Eine chronische Wunde ist eine verletzte Hautstelle, die innerhalb von vier Wochen noch nicht verheilt ist. Dies kann aufgrund einer schlechten Wundversorgung oder aufgrund von Erkrankungen wie Diabetes der Fall sein. Chronische Wunden sind häufig, es ist davon auszugehen, dass alleine in Deutschland mehr als zwei Millionen Patienten dieses Problem haben. Um die Wunde wieder zu verschließen, ist eine intensive Wundbehandlung notwendig. In einigen Fällen sind Behandlungsmethoden wie eine Sauerstoffbehandlung (hyperbare Oxygenierung) oder eine Operation erforderlich.
Wunden nach Verletzungen werden in manchen Fällen nicht gut versorgt, sie werden immer wieder belastet oder es treten an der Stelle Komplikationen auf. So kann sich eine chronische Form der Wunde entwickeln und hartnäckig bestehen bleiben.

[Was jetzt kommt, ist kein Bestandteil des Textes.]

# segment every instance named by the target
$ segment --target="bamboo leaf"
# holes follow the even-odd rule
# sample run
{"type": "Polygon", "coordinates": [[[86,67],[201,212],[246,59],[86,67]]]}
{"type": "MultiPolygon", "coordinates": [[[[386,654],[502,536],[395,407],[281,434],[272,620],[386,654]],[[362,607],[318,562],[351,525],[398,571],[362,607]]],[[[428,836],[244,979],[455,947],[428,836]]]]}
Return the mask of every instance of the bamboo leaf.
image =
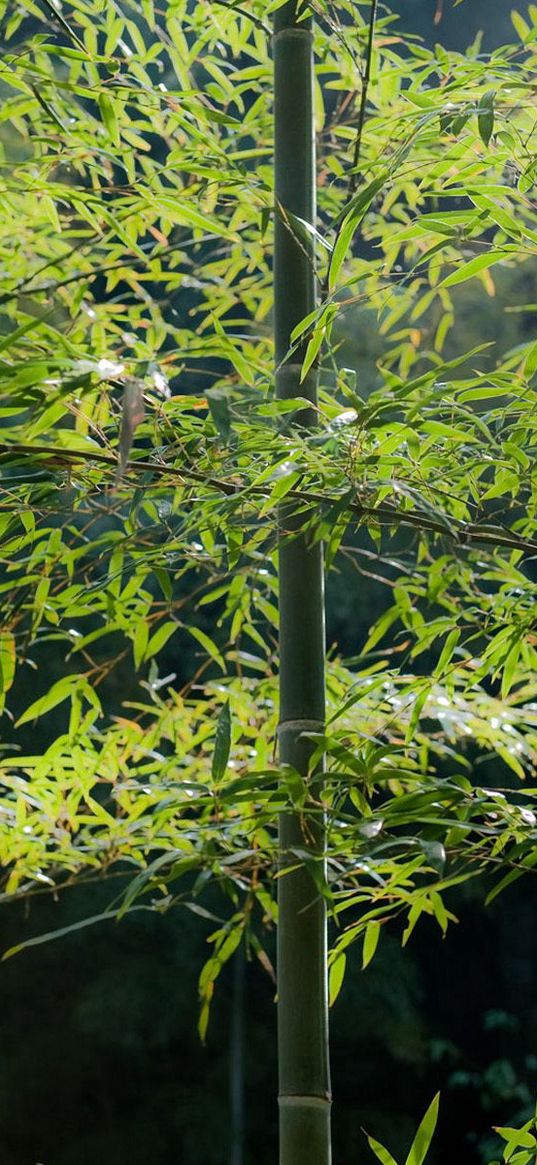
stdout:
{"type": "Polygon", "coordinates": [[[438,660],[435,668],[435,675],[439,676],[440,678],[444,675],[446,668],[449,667],[449,664],[451,663],[453,652],[457,646],[457,643],[459,642],[460,637],[461,633],[459,628],[454,627],[453,630],[450,631],[446,642],[444,643],[442,651],[440,652],[440,659],[438,660]]]}
{"type": "Polygon", "coordinates": [[[483,145],[488,146],[494,129],[494,90],[484,93],[477,110],[477,126],[483,145]]]}
{"type": "Polygon", "coordinates": [[[48,692],[45,692],[38,700],[34,700],[22,716],[19,716],[17,728],[20,728],[22,724],[28,724],[30,720],[37,720],[39,716],[44,716],[53,708],[57,708],[59,704],[73,695],[73,690],[79,683],[80,677],[78,675],[64,676],[63,679],[57,680],[48,692]]]}
{"type": "MultiPolygon", "coordinates": [[[[417,685],[416,685],[416,687],[417,687],[417,685]]],[[[416,728],[418,726],[421,713],[425,707],[425,704],[427,702],[428,697],[429,697],[429,684],[427,682],[425,682],[425,684],[421,688],[421,691],[418,690],[416,692],[416,696],[415,696],[415,699],[414,699],[413,704],[412,704],[412,711],[410,713],[408,728],[406,730],[406,737],[405,737],[406,744],[410,744],[414,739],[414,734],[416,732],[416,728]]]]}
{"type": "Polygon", "coordinates": [[[302,363],[302,369],[300,372],[300,383],[301,384],[303,384],[304,380],[306,379],[306,376],[308,375],[308,372],[309,372],[312,364],[314,363],[314,361],[316,360],[316,358],[319,354],[321,344],[324,340],[324,336],[325,336],[325,328],[320,327],[320,328],[316,328],[316,330],[313,332],[313,335],[308,340],[308,346],[306,348],[306,355],[304,356],[304,360],[302,363]]]}
{"type": "Polygon", "coordinates": [[[216,723],[214,737],[214,751],[212,760],[213,781],[221,781],[225,776],[229,752],[231,749],[231,711],[229,700],[222,705],[222,710],[216,723]]]}
{"type": "Polygon", "coordinates": [[[521,1129],[510,1128],[507,1125],[495,1125],[494,1132],[498,1133],[498,1136],[502,1137],[504,1141],[507,1141],[509,1157],[506,1157],[506,1160],[512,1156],[515,1149],[535,1149],[536,1140],[533,1133],[530,1132],[532,1126],[533,1119],[527,1121],[521,1129]]]}
{"type": "Polygon", "coordinates": [[[0,631],[0,693],[5,695],[9,691],[15,676],[16,667],[15,637],[11,631],[0,631]]]}
{"type": "Polygon", "coordinates": [[[226,665],[224,663],[222,654],[216,646],[216,643],[211,639],[210,635],[207,635],[205,631],[201,630],[200,627],[195,627],[193,624],[186,627],[185,630],[188,631],[189,635],[192,635],[193,638],[197,640],[200,646],[205,649],[210,658],[213,659],[214,662],[218,664],[218,667],[225,672],[226,665]]]}
{"type": "Polygon", "coordinates": [[[438,1105],[440,1103],[440,1093],[431,1101],[423,1120],[418,1128],[416,1136],[412,1142],[410,1152],[406,1159],[405,1165],[423,1165],[429,1146],[433,1139],[436,1122],[438,1120],[438,1105]]]}
{"type": "Polygon", "coordinates": [[[384,1145],[380,1144],[380,1141],[376,1141],[374,1137],[370,1136],[367,1137],[367,1141],[369,1148],[373,1150],[377,1161],[380,1161],[380,1165],[397,1165],[395,1157],[392,1157],[391,1153],[389,1153],[388,1150],[384,1148],[384,1145]]]}
{"type": "Polygon", "coordinates": [[[162,623],[161,626],[158,627],[157,630],[153,633],[147,644],[145,658],[151,659],[152,656],[158,655],[159,651],[162,651],[162,648],[165,647],[166,643],[169,639],[171,639],[172,635],[175,635],[177,629],[177,623],[162,623]]]}
{"type": "Polygon", "coordinates": [[[108,137],[115,146],[120,144],[119,123],[117,118],[116,104],[109,93],[99,94],[99,109],[103,119],[103,125],[106,129],[108,137]]]}
{"type": "Polygon", "coordinates": [[[507,699],[507,696],[509,695],[509,692],[511,691],[511,688],[513,686],[513,681],[515,678],[515,673],[516,673],[518,661],[520,659],[521,650],[522,650],[522,642],[520,639],[517,639],[516,642],[513,644],[511,650],[509,651],[507,658],[505,660],[505,663],[503,665],[503,668],[502,668],[502,686],[501,686],[502,700],[507,699]]]}
{"type": "Polygon", "coordinates": [[[347,956],[344,951],[341,951],[337,958],[334,959],[334,962],[330,967],[330,973],[328,977],[328,1003],[330,1007],[333,1007],[341,991],[343,980],[345,978],[346,967],[347,956]]]}
{"type": "Polygon", "coordinates": [[[489,906],[490,903],[494,902],[494,899],[498,897],[498,894],[501,894],[502,891],[506,890],[508,886],[511,886],[513,884],[513,882],[517,882],[518,879],[522,877],[522,875],[524,874],[524,872],[526,870],[531,870],[536,865],[537,865],[537,850],[535,850],[533,853],[528,854],[527,857],[524,857],[522,859],[522,862],[521,862],[520,866],[518,867],[518,869],[510,870],[505,875],[505,877],[500,879],[500,881],[497,883],[497,885],[494,886],[494,888],[487,894],[487,897],[485,899],[485,905],[489,906]]]}
{"type": "Polygon", "coordinates": [[[328,239],[325,239],[324,235],[322,235],[321,232],[317,230],[317,227],[315,227],[313,223],[306,222],[304,218],[299,218],[297,214],[292,214],[290,210],[285,211],[285,217],[289,220],[299,238],[302,238],[307,243],[310,243],[313,239],[315,242],[319,243],[319,245],[323,247],[325,251],[329,251],[330,253],[332,252],[332,246],[328,242],[328,239]]]}
{"type": "Polygon", "coordinates": [[[382,174],[380,178],[373,179],[360,194],[353,199],[351,209],[348,211],[346,218],[344,218],[339,229],[332,258],[330,260],[330,267],[328,271],[328,287],[333,291],[337,283],[337,278],[341,270],[341,266],[347,256],[347,252],[352,243],[354,235],[365,217],[371,203],[376,195],[382,190],[386,182],[386,175],[382,174]]]}
{"type": "Polygon", "coordinates": [[[520,15],[520,12],[517,12],[516,8],[513,8],[511,12],[511,21],[513,23],[515,32],[518,33],[521,41],[525,41],[526,37],[528,37],[530,34],[530,28],[529,25],[526,24],[524,18],[520,15]]]}
{"type": "Polygon", "coordinates": [[[531,376],[533,376],[533,373],[536,370],[537,370],[537,340],[535,341],[534,344],[531,345],[529,352],[528,352],[528,355],[526,356],[526,359],[524,361],[524,374],[525,374],[525,376],[528,377],[528,380],[531,376]]]}
{"type": "Polygon", "coordinates": [[[378,946],[379,938],[380,938],[380,923],[376,922],[375,920],[373,922],[368,922],[368,924],[365,928],[364,949],[363,949],[363,955],[362,955],[362,970],[363,971],[365,971],[365,968],[369,966],[369,964],[370,964],[370,962],[375,954],[375,951],[376,951],[377,946],[378,946]]]}
{"type": "Polygon", "coordinates": [[[147,640],[149,637],[149,628],[145,619],[139,619],[136,624],[134,632],[133,648],[134,648],[134,666],[139,668],[140,664],[145,659],[145,651],[147,647],[147,640]]]}
{"type": "Polygon", "coordinates": [[[475,259],[470,259],[468,263],[463,263],[457,267],[456,271],[452,271],[451,275],[448,275],[440,286],[455,287],[457,283],[465,283],[467,279],[473,279],[474,275],[479,275],[480,271],[485,271],[505,257],[505,252],[494,250],[487,251],[484,255],[477,255],[475,259]]]}
{"type": "MultiPolygon", "coordinates": [[[[152,906],[133,906],[132,910],[151,910],[152,906]]],[[[6,959],[13,958],[14,955],[20,954],[21,951],[26,951],[30,947],[38,947],[43,943],[52,942],[57,938],[64,938],[66,934],[73,934],[76,930],[84,930],[86,926],[94,926],[96,922],[110,922],[115,919],[115,914],[111,910],[105,910],[102,914],[94,914],[91,918],[82,918],[78,922],[72,922],[69,926],[61,926],[58,930],[47,931],[46,934],[36,935],[34,938],[25,939],[24,942],[16,943],[15,946],[9,947],[2,955],[2,962],[6,959]]]]}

Sehr oft besteht eine chronische Wunde aber auch wegen einer Grunderkrankung, die die Wundheilung einschränkt. Eine Minderdurchblutung von Gewebe kann die Wundheilung erheblich beeinträchtigen. Die Blutversorgung kann unter anderem aufgrund einer chronisch-venösen Insuffizienz (einer Form der Venenstauung) oder aufgrund einer arteriellen Verschlusskrankheit (pAVK, Verengung oder Verlegung von Arterien meist am Bein) herabgesetzt sein. So kann ein offenes Bein beziehungsweise Unterschenkelgeschwür (Ulcus cruris) entstehen.

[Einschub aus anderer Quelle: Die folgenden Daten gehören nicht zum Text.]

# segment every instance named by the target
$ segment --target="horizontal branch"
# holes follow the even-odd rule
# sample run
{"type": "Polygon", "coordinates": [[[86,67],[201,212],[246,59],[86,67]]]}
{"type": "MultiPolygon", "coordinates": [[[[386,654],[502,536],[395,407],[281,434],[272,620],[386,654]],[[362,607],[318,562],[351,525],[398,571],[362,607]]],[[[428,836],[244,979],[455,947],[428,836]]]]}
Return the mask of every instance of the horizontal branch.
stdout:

Chronische Wunden entwickeln sich auch oftmals, wenn ein Diabetes mellitus (Zuckerkrankheit) vorliegt. Auch beim Diabetes spielen Schäden der Blutgefäße eine Rolle. Das diabetische Fußsyndrom kann zu den chronischen Wunden aufgrund von Diabetes gezählt werden. Des Weiteren kann eine ausgeprägte Schwächung des Immunsystems dafür sorgen, dass Wunden chronisch werden. Eine andere Form einer langwierigen Wundstelle ist der Dekubitus, ein Geschwür aufgrund einer einseitigen Druckbelastung meist bei Bettlägerigkeit.
Zur Ausbildung von chronischen Wunden tragen verschiedene weitere Faktoren bei. Beispielsweise stört Rauchen die Abheilung von Wunden. Auch ein Übergewicht kann eine Rolle spielen.
Eine chronische Wunde ist laut der Definition eine Wunde, die schon seit über vier Wochen besteht. Sie kann teilweise aber auch schon ganz erheblich länger bestehen. Die Wunde kann ganz unterschiedlich aussehen, was auch vom Ursprung abhängt. Sie können kleiner oder größer, rund oder länglich, tief oder weniger tief aussehen. Die Wundränder können glatt oder unregelmäßig wirken und auch das Gewebe kann unterschiedlich aussehen. Teils können sich abgestorbene Stellen (Nekrosen) finden. In einigen Fällen verströmt die Wunde einen unangenehmen Geruch. Manche chronische Wunden schmerzen, andere werden kaum verspürt.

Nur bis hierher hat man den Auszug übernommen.